Former Mayor Phil Hardberger paved the way – literally – for this reactivation of public space. The restoration project closed portions of Main, Main Plaza, Dolorosa and Commerce streets to create a more pedestrian-friendly atmosphere in 2008.

“There is some serious history going on here, so it’s fun to create programming that’s free to the community – it’s ‘the people’s plaza’ after all,” she said, using Hardberger’s phrase.

Main Plaza has found a friend and ally in the cycling community as the plaza isn’t surrounded by heavy traffic like you’d see in downtown Austin or Houston. Add to that, parking isn’t exactly plentiful and many residents still aren’t keen on the idea to pay for parking lots and garages.

“With all the new urban dwellings coming in, (downtown) lends itself to become a bike friendly community,” Quinn said. So when she was thinking of ways to engage Main Plaza further, she thought: “Oh, right! I ride a bike. Bikes are easy, it’s a greener lifestyle and – why not? It’s economical.”

Main Plaza during Bike/Beat, a mini-cycling festival in the heart of downtown San Antonio. Photo by Steven Starnes.

Main Plaza during Bike/Beat, a mini-cycling festival in the heart of downtown San Antonio. Photo by Steven Starnes.

Ever since, she’s been programming more bike-centric activities (like the ongoing Cycle-in Cinema series and the recent Bike Beat festival) to promote bike safety and use.

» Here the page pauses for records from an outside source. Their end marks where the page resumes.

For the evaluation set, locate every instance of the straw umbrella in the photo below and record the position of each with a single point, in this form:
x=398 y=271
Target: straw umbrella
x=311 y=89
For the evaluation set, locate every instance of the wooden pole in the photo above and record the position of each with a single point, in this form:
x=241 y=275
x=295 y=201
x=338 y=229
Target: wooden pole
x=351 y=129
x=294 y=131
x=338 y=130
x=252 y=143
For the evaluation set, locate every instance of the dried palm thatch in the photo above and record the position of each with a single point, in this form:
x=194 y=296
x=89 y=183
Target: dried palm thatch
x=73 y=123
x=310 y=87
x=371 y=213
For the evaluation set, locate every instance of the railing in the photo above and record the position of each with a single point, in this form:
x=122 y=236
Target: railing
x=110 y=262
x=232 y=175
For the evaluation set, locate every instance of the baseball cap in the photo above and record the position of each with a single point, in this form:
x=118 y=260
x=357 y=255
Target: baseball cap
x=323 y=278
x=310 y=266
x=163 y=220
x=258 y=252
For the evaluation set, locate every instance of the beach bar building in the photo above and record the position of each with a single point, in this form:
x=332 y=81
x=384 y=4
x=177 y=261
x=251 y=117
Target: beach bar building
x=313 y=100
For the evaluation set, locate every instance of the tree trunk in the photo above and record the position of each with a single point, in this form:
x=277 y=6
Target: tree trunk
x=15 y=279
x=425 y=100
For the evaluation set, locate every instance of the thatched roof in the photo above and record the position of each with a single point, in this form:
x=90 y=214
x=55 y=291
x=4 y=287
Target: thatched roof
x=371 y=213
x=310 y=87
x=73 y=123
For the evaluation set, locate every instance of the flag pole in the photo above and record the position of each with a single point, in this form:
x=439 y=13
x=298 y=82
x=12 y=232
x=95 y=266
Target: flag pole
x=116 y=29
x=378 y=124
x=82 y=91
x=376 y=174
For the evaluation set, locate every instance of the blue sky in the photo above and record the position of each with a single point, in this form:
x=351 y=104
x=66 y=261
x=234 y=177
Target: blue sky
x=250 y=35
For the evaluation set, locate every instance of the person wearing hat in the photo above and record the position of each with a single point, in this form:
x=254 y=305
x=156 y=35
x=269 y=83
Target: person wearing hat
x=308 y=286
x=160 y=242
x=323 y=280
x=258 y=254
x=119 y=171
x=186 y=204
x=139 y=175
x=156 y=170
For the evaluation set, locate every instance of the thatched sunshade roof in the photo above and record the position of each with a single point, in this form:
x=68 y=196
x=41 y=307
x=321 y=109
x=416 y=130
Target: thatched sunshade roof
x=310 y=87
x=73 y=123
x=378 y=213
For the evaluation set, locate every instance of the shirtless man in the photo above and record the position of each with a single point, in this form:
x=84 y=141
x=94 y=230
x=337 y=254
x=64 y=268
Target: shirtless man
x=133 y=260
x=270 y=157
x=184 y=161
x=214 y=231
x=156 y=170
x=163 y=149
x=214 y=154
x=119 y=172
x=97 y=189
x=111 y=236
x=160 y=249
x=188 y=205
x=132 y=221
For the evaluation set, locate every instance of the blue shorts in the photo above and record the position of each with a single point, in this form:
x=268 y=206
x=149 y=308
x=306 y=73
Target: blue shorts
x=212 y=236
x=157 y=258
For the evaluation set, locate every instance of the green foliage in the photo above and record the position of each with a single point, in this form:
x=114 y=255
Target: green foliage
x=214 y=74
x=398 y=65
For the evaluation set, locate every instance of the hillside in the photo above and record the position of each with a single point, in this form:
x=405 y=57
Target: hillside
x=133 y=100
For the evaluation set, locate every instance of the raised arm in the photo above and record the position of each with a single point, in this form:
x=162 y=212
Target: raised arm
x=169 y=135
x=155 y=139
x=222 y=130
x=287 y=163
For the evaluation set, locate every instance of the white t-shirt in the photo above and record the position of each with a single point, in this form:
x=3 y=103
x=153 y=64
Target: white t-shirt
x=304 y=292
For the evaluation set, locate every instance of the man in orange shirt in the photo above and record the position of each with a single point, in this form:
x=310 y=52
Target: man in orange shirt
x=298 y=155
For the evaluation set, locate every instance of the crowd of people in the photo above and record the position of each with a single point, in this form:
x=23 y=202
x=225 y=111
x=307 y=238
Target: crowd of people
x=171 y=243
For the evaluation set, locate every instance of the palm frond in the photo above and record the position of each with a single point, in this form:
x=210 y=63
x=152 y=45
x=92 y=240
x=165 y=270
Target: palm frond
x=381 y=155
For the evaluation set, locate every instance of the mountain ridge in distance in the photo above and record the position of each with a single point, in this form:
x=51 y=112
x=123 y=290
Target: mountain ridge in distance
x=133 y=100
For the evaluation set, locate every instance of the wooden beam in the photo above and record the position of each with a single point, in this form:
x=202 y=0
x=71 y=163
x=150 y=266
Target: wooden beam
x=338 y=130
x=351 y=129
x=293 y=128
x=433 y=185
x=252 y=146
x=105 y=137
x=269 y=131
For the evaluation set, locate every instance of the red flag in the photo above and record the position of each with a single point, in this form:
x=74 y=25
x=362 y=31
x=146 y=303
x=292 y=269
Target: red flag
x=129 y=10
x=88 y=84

“We’re so fortunate in our office,” she said. “From (the window) I can see people stop, get off their bikes and pray in front of the cathedral … I can’t tell you how many people just come to sit – to meditate – and watch the fountain, the birds, and the people … We get to see all of the plaza from our windows. I look out the window and daydream about what to do next.”

Quinn, like Simons, is energetic and passionate. They laugh easily but genuinely. Both women will be welcome, entertaining guides for Something Monday riders. Hope to see you there.